Arkadiusz Sitek
Research Scientist and Physicist
Massachusetts General Hospital | Harvard Medical School
My research focuses on translational healthcare data science, specifically developing AI-driven solutions to improve clinical practice and patient outcomes. I work with diverse biomedical data including medical imaging (X-ray, CT, US, MRI, and SPECT/PET scans), clinical data from electronic health records (EHRs), omics data (genomics, proteomics, metabolomics), physiological time series, and behavioral data.
“Science is the belief in the ignorance of experts.”
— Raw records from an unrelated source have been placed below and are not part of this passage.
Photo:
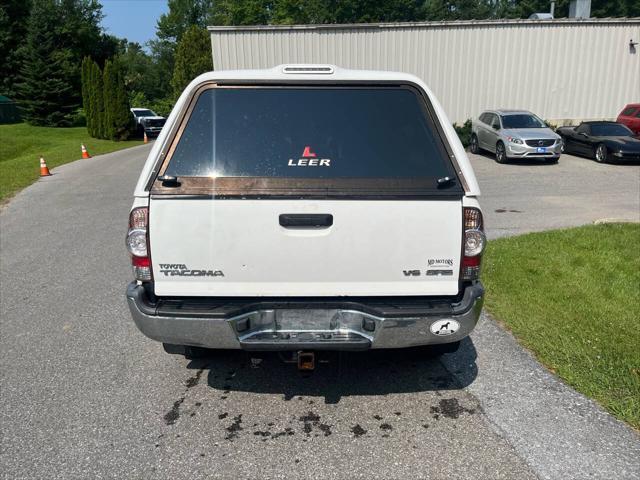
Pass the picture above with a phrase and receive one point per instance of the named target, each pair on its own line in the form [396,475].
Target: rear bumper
[306,325]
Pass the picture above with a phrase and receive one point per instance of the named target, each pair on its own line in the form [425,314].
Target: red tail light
[473,244]
[138,244]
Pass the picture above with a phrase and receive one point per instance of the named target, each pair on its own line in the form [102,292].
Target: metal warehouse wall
[562,69]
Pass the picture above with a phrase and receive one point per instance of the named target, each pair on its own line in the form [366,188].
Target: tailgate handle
[306,220]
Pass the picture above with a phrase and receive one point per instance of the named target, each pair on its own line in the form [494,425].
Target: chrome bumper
[305,328]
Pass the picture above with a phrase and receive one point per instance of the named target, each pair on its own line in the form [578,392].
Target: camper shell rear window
[310,141]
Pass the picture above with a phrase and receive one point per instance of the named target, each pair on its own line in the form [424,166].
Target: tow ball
[306,361]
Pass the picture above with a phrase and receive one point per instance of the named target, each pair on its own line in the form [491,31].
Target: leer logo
[309,159]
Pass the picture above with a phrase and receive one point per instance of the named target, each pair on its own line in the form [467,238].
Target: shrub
[464,132]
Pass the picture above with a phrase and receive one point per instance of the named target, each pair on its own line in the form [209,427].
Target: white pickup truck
[306,208]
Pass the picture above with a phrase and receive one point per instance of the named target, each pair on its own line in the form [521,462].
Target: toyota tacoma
[306,208]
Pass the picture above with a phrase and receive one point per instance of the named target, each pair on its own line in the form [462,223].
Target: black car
[604,141]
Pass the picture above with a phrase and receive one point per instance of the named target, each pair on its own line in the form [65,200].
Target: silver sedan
[514,134]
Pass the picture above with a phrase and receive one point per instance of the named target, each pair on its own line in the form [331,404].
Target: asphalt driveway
[85,395]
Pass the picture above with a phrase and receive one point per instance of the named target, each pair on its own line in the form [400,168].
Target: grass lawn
[573,298]
[21,146]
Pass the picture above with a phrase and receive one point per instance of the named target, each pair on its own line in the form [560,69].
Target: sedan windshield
[522,120]
[610,130]
[144,113]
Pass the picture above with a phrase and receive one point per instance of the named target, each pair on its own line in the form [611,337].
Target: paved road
[85,395]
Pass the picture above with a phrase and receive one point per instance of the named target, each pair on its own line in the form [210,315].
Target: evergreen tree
[86,95]
[45,94]
[14,15]
[193,57]
[117,116]
[97,101]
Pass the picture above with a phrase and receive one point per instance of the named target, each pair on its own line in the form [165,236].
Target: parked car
[514,134]
[148,121]
[306,208]
[604,141]
[630,116]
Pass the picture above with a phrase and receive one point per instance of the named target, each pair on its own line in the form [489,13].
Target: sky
[134,20]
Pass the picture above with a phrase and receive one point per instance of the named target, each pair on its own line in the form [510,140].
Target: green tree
[14,15]
[86,94]
[171,26]
[141,74]
[92,97]
[193,57]
[117,116]
[45,93]
[97,101]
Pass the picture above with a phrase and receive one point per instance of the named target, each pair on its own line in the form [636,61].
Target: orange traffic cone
[44,170]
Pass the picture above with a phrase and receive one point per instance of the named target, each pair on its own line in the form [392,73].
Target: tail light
[474,242]
[138,243]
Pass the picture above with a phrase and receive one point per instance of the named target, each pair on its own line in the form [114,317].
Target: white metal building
[563,70]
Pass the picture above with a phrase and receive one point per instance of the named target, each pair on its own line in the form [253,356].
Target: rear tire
[501,153]
[474,146]
[601,154]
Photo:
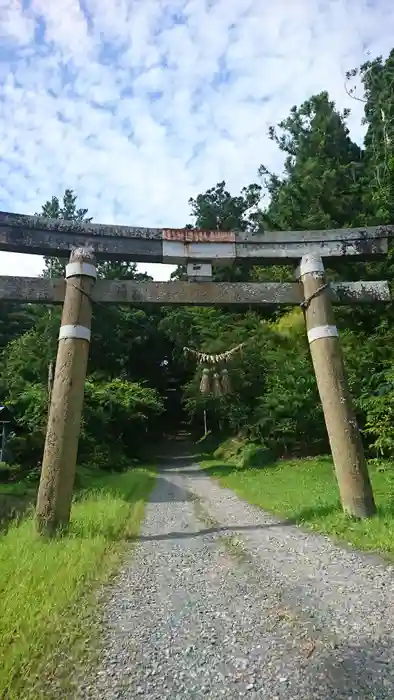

selected recent publications
2025

Mamba Goes HoME: Hierarchical Soft Mixture-of-Experts for 3D Medical Image Segmentation
Szymon Płotka, Gizem Mert, Maciej Chrabaszcz, Ewa Szczurek, and Arkadiusz Sitek
NeurIPS 2025
We introduce Hierarchical Soft Mixture-of-Experts (HoME), a novel two-level token-routing architecture for efficient 3D medical image segmentation across diverse modalities (CT, MRI, US). Built on the Mamba Selective State Space Model backbone, HoME addresses key challenges in medical imaging: modeling local-to-global spatial hierarchies, handling modality diversity, and achieving scalability for high-resolution 3D inputs. The architecture combines local expert routing with global context refinement through a hierarchical design that partitions sequences into groups, routes tokens to specialized experts for localized feature extraction, and aggregates outputs via a global layer for cross-group information fusion. Mamba-HoME demonstrates superior generalization and outperforms state-of-the-art models across multiple datasets while maintaining memory and computational efficiency.

Foundation model of electronic medical records for adaptive risk estimation
Pawel Renc, Michal K. Grzeszczyk, Nassim Oufattole, Deirdre Goode, Yugang Jia, Szymon Bieganski, Matthew B. A. McDermott, Jaroslaw Was, Anthony E. Samir, Jonathan W. Cunningham, David W. Bates, and Arkadiusz Sitek
GigaScience, Volume 14, 2025
We present ETHOS-ARES (Adaptive Risk Estimation System), a foundation model for electronic health records that learns comprehensive representations of patient health trajectories. Using a transformer-based architecture, ETHOS-ARES processes diverse medical data including vital signs, lab results, medications, and clinical events to perform zero-shot predictions of critical outcomes such as hospital mortality, ICU admission, and prolonged length of stay. The model leverages the MEDS (Medical Event Data Standard) format and demonstrates strong performance across multiple healthcare prediction tasks without task-specific fine-tuning, offering a flexible and powerful tool for clinical risk assessment and decision support.